On the occasion of the two-year milestone since the demolition of the Calais ‘Jungle’ camp, we have co-published a report with Refugee Rights Europe in order to highlight the human rights situation which has been unfolding in Northern France.

After decades of encampments and evictions, it is evident that the state approach tried so far is simply not working. It is high time for meaningful change. In light of this, Refugee Rights Europe and Help Refugees urgently call on the French and British governments to find new, constructive solutions, including:

  • A non-violent approach adopted as the default position by French authorities, and a de-escalation of the tense situation for refugees and displaced people in Northern France.
  • The urgent provision of adequate shelter, food, water and sanitation, as well as accessible information and legal guidance.
  • An increased presence of social workers, interpreters, medical staff and psychologists in northern France, and assurance that such services are available without discrimination based on immigration status.
  • An end to the harassment and intimidation of volunteers and charities providing displaced people with humanitarian aid.
  • Expanded safe and legal pathways to Britain, through which asylum applications, Dublin Regulation family reunification applications and Dubs cases can be processed.

For many years, a bottle-neck scenario has been unfolding in Northern France, characterised by precarity, rough-sleeping, dangerous and unauthorised border-crossings, and excessive police violence whichoften takes the shape of dangerous interventions.

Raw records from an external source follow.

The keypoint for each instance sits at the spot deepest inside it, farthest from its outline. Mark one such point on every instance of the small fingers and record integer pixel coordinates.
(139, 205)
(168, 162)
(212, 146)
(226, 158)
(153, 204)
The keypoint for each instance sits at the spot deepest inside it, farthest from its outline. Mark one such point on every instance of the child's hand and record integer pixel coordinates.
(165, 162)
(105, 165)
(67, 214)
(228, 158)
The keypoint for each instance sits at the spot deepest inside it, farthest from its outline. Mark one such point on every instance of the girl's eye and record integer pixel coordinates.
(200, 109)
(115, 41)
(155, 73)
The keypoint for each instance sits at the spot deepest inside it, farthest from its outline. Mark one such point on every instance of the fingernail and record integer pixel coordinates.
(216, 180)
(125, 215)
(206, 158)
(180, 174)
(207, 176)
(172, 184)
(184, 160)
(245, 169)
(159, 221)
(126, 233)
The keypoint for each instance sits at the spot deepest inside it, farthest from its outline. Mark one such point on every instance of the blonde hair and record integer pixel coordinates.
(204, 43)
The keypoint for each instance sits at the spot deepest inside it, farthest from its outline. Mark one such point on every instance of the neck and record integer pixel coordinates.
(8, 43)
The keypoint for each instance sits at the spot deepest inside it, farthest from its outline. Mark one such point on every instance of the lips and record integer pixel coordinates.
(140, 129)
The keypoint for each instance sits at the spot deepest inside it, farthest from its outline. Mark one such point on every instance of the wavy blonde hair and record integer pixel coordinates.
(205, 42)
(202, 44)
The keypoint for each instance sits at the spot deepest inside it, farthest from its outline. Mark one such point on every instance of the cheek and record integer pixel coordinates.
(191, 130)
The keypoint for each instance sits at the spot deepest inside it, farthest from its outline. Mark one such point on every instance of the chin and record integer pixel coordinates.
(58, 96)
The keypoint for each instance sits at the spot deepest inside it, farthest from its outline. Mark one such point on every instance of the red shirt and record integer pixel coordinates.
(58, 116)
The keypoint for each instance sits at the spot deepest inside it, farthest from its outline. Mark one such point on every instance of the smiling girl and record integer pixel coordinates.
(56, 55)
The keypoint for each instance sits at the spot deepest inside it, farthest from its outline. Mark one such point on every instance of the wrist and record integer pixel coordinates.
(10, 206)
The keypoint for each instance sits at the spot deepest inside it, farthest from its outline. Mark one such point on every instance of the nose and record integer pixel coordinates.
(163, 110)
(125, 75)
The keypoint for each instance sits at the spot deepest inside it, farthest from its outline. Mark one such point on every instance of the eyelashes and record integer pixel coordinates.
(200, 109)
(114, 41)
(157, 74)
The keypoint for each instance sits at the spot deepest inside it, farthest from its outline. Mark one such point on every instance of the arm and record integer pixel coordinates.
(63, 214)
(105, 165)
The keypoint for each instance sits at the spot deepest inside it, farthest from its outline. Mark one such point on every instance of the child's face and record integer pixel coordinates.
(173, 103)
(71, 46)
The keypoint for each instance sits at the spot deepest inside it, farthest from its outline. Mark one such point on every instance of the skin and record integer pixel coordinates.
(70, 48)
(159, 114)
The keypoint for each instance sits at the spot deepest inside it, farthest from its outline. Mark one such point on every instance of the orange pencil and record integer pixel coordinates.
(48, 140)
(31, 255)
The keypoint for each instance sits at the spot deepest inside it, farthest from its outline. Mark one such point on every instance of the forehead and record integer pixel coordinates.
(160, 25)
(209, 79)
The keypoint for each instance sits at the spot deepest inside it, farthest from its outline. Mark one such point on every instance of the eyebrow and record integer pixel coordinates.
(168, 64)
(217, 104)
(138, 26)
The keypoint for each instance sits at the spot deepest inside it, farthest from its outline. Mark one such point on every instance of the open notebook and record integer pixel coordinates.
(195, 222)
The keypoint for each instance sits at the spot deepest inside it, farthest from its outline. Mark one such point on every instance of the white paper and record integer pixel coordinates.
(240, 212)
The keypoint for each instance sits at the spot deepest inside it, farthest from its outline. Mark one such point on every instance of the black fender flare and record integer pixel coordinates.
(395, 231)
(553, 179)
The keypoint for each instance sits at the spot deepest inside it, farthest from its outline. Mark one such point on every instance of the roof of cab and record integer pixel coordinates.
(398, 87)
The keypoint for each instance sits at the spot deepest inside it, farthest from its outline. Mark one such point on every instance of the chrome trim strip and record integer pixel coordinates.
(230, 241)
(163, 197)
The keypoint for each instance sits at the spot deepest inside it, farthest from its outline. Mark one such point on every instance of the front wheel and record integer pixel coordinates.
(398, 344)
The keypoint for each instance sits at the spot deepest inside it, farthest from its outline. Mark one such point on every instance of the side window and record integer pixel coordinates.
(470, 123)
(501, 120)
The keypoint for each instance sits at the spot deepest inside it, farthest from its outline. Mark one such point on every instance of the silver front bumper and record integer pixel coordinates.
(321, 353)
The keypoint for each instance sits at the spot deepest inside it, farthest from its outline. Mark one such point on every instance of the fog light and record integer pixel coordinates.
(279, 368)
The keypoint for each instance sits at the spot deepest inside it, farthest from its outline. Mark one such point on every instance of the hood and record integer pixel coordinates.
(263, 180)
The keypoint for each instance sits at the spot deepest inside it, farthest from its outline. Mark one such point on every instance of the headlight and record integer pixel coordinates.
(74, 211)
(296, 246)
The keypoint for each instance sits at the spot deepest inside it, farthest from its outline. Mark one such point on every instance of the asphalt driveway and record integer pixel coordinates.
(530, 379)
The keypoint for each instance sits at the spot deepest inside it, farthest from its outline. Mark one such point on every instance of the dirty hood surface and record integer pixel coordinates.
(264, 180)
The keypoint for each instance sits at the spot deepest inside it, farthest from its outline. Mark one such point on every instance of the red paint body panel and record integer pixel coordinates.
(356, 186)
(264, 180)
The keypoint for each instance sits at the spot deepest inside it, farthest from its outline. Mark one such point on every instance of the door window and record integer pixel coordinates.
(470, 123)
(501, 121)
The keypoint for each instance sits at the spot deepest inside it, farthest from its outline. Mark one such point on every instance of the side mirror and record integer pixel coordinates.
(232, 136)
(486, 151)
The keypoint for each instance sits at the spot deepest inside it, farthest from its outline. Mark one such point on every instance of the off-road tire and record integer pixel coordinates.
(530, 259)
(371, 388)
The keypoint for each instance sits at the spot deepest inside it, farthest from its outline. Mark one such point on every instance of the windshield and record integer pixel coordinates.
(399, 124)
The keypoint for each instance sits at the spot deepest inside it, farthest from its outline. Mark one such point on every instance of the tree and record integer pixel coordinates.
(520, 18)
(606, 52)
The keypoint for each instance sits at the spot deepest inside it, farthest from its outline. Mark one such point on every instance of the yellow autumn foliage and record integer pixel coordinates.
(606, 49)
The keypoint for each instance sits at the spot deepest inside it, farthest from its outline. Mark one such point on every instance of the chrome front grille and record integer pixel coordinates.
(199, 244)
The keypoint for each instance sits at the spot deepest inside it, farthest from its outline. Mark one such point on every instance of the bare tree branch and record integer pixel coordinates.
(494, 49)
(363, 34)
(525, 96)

A child walks towards police during a raid of the 20 establishments providing food for the residents of the Calais ‘Jungle’ camp (Refugee Info Bus)

The use of tear gas and intimidation tactics, as well as what would appear to amount to intentional sleep deprivation, appears to be part of a conscious tactic by the French state to create a hostile environment for refugees and asylum seekers in Northern France.

Such an approach – combined with an undeniable failure on part of the British government to meaningfully facilitate safe and legal passage for prospective asylum-seekers and those looking to be reunited with family in Britain – directly hinders an effective resolution to a detrimental and decades-long situation. Will you take action and write to your MP condemning the current approach? We have written a template letter that you can send in less than 60 seconds. Please join us in demanding a better response to the crisis in France today. 

 


Hundreds of displaced people – in Calais, Grande-Synthe and beyond – are sleeping on the streets. They are preparing to face another winter without shelter, and are dependent on volunteers for support. If you are able to help us help them, please donate here.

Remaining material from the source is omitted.